T5- Big Data Analytics Over Encrypted Data (Half Day)
Hassan Takabi, University of North Texas

With increasing growth of cloud services, machine learning services can be run on cloud providers’ infrastructure, essentially offering Machine Learning as a Service (MLaaS). However, machine learning solutions require access to the raw data, which creates potential security and privacy risks. Therefore, we need to provide solutions to run machine learning algorithms on encrypted data and allow the parties to provide/ receive the service without having to reveal their sensitive data to the other parties. In this tutorial, we present state-of-the-art privacy preserving machine learning with focus on how to design and implement different machine learning algorithms, both classic and deep learning algorithms, over encrypted data. The tutorial includes an overview of cryptographic mechanisms such as homomorphic encryption and secure multiparty computation. Then, we provide a detailed explanation of how classic machine learning algorithms are implemented over encrypted data. Next, a brief overview of deep learning and its challenges in encrypted domain will be presented and discussions on how to address those challenges will be provided. Finally, some real world application scenarios will be discussed.

T6 – Hands-On Interactive Car Hacking
Craig Smith, Theia Labs and Brendan Harris, US Dept. of Transportation Volpe Center

Modern day automobiles are complex machines which can contain 60-100 embedded Electronic Control Units (ECUs) running on a Controller Area Network (CAN) bus, networks to support these units, and a host of external interfaces, both wired and wireless. A Controller Area Network (CAN bus) is a vehicle bus standard designed to allow microcontrollers and devices to communicate with each other in applications without a host computer and it is a message-based protocol, designed for multiplex electrical wiring within automobiles Wired interfaces can include Universal Serial Bus (USB), compact disks (CDs), digital video disks (DVDs), and secure digital (SD) cards. Wireless interfaces can include short range and long range connectivity, such as via Bluetooth, Wi-Fi, Radio Frequency (RF), cellular, RF from RADAR, etc. The wireless interfaces can support a host of features including: remote Tire Pressure Monitoring Systems (TPMS), telematics, and Smart key keyless entry/ignition start. Vehicle-to-Vehicle (V2V) and Vehicle-to-Infrastructure (V2I) on the horizon. All of these forms of increased electronic control and connectivity promise tremendous benefits for efficiency, comfort, and driving safety, but also raise the risks of cybersecurity vulnerabilities and attacks.

In this class, students will learn about different vehicle networks and how they work. We will discuss Pulse-Width Modulation (PWM), K-Line protocol, CAN, FlexRay and others. This hands-on course using open source automotive tools will take a deep dive into CAN networks, how they work and how to reverse engineer them. The students will leave the class with all the knowledge necessary to start reversing automotive CAN packets and other diagnostic protocols.

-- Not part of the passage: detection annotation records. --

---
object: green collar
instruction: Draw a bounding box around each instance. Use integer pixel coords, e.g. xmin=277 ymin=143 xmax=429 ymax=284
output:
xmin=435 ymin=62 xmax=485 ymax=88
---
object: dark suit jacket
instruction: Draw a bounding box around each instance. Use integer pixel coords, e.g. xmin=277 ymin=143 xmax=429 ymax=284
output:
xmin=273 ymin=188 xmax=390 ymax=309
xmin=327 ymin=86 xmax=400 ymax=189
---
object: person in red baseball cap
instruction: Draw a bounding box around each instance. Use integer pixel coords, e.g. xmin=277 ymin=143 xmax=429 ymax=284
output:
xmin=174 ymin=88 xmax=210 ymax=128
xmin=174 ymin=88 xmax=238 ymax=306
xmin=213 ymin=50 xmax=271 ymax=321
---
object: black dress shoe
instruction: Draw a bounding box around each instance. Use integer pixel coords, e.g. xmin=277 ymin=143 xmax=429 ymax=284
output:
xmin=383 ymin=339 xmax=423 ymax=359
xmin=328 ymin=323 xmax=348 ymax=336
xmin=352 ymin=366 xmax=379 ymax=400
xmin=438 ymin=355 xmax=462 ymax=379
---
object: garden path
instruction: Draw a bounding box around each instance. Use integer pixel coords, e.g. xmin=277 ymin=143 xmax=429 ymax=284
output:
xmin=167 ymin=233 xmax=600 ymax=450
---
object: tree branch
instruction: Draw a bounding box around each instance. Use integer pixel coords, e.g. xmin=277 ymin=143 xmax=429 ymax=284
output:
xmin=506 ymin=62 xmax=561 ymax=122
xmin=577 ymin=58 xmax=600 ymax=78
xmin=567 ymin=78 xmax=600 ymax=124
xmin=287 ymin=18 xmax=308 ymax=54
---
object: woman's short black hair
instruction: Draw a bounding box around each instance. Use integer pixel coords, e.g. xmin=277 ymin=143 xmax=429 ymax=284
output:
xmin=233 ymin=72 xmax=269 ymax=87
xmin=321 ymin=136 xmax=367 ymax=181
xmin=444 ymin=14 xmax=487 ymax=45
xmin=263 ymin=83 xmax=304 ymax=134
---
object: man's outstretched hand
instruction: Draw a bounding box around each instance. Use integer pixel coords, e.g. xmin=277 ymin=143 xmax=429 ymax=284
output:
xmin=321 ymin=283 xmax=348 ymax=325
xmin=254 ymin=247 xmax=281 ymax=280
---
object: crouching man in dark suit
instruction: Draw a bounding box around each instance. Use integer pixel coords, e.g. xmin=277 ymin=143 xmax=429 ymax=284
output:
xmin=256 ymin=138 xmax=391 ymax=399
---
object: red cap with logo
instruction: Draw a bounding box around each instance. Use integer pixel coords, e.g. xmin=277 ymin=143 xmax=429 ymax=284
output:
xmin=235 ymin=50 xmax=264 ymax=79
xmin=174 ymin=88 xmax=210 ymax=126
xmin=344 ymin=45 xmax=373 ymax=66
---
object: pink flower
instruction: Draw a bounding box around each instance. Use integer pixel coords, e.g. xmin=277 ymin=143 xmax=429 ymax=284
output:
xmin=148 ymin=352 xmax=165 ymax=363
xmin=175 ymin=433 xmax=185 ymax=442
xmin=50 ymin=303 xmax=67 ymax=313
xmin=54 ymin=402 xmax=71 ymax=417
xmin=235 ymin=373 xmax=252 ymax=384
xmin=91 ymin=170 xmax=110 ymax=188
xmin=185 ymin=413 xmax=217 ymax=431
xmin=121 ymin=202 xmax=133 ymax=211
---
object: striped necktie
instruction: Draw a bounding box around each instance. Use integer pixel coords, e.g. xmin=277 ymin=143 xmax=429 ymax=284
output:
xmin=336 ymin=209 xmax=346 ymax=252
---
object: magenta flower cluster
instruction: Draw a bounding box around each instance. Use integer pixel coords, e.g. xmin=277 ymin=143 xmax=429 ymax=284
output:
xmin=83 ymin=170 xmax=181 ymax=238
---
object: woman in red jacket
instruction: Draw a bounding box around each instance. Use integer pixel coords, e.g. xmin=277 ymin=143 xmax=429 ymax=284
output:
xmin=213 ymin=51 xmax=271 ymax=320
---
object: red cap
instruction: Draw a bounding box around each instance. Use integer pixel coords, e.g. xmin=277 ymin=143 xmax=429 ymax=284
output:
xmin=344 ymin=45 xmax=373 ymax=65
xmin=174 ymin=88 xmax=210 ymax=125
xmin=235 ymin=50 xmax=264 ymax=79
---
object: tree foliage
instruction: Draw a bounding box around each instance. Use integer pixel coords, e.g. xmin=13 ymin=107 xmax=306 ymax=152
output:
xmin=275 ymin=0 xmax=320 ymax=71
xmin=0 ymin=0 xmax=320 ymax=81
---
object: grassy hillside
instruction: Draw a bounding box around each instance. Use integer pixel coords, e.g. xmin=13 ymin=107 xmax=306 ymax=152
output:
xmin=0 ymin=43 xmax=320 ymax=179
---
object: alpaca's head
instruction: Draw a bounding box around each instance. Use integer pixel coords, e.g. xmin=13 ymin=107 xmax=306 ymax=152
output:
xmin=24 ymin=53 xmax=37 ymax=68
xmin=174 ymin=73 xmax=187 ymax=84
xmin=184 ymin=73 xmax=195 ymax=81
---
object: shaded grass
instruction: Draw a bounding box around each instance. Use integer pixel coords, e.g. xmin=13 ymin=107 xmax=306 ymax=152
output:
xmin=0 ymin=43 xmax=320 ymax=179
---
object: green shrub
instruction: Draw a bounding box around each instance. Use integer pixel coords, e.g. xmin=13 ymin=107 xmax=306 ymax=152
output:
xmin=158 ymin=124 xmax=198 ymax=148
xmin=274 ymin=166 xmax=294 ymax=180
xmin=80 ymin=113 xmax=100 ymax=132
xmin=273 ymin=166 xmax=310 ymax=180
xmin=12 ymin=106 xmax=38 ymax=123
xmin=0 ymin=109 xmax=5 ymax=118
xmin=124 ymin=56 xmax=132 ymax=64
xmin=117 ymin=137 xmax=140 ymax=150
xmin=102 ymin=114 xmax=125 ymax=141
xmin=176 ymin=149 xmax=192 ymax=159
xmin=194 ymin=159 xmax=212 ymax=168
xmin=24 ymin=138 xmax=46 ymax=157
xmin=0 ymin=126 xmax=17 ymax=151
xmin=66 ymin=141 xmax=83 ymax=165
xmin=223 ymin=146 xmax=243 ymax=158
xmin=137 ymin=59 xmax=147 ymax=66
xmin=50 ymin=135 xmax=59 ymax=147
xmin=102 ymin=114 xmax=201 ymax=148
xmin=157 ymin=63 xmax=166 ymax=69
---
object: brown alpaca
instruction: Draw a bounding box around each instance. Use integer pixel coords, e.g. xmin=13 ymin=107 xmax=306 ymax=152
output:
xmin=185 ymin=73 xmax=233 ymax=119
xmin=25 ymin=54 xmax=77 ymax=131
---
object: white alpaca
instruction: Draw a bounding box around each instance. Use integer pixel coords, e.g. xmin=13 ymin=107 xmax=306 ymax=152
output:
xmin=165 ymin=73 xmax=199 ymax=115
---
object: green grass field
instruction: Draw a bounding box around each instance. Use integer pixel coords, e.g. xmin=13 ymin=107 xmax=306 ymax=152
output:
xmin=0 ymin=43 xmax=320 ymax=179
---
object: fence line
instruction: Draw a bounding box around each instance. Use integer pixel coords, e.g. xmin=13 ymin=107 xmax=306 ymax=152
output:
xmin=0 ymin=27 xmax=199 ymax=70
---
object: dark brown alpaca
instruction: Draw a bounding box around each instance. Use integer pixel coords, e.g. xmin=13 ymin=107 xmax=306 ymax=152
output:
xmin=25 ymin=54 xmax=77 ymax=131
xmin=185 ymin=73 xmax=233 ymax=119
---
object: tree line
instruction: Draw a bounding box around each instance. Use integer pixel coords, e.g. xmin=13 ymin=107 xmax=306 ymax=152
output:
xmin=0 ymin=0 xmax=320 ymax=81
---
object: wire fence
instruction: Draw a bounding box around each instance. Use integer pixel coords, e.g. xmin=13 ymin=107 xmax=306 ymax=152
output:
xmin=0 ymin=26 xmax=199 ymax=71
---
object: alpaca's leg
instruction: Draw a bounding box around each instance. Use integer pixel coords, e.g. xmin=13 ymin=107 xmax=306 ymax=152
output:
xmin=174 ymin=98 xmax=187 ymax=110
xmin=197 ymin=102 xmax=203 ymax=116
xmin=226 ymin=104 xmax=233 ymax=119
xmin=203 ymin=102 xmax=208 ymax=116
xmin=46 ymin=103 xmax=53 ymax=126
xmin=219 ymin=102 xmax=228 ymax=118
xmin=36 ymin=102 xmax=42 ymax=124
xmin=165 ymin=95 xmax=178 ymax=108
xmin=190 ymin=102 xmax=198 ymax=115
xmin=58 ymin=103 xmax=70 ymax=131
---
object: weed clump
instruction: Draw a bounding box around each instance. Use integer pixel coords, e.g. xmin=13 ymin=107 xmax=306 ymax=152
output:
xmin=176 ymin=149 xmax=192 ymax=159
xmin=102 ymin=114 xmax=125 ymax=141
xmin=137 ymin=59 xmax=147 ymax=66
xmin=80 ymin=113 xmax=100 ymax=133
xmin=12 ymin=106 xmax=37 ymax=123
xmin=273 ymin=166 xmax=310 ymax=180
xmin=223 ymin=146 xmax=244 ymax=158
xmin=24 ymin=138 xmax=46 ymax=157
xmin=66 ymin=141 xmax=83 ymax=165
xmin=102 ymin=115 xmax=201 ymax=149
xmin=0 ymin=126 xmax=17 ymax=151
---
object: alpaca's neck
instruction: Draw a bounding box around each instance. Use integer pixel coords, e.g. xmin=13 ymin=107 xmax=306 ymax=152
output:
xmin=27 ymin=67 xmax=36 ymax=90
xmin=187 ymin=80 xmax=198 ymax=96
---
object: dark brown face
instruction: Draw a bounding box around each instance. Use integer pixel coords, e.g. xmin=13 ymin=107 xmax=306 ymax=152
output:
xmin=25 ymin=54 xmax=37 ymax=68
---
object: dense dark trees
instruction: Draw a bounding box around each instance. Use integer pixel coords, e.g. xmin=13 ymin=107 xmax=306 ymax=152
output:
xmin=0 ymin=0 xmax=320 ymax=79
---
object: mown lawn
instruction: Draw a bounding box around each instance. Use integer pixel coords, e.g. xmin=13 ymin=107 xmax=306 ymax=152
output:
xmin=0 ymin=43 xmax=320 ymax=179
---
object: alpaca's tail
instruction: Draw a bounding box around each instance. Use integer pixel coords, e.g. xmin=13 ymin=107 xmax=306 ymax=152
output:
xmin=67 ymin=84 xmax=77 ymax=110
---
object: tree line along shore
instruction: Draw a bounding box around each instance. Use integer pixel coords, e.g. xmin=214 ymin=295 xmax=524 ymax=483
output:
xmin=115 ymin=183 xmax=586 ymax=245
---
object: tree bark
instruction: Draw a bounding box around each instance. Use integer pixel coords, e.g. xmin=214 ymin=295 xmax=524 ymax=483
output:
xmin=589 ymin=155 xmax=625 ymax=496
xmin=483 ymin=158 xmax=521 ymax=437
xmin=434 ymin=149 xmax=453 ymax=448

T7 – Steganongraphy with Malware Applications
John Ortiz, Harris and UT San Antonio

In 2010 the FBI discovered that Russian spies had been using steganography to communicate clandestinely. In 2011, a suspected Al Qaeda member was found to possess a pornographic video with 141 hidden text files containing future plans. How many adversaries using steganography remain undiscovered? Steganography has advanced tremendously in the last few years and simple concepts have even been presented on mainstream TV. However, many more sophisticated techniques are much less well-known.

This course introduces you to basic data hiding terminology, background, and concepts and then showcases some more advanced steganographic techniques, some with very high data hiding capacities. One technique successfully hides in a jpeg with a typical capacity of 15 to 20% and you can’t see it! Another technique boasts a 50% capacity in a bitmap. We’ll explore data compression, jpeg, cryptographic hiding,  and hidden data detection (steganalysis) techniques and concepts too. Scattered throughout the course are working demonstrations using several steganographic programs – YOU can decide their effectiveness for yourself. Can you see it? Can you hear it? We shall see … or not!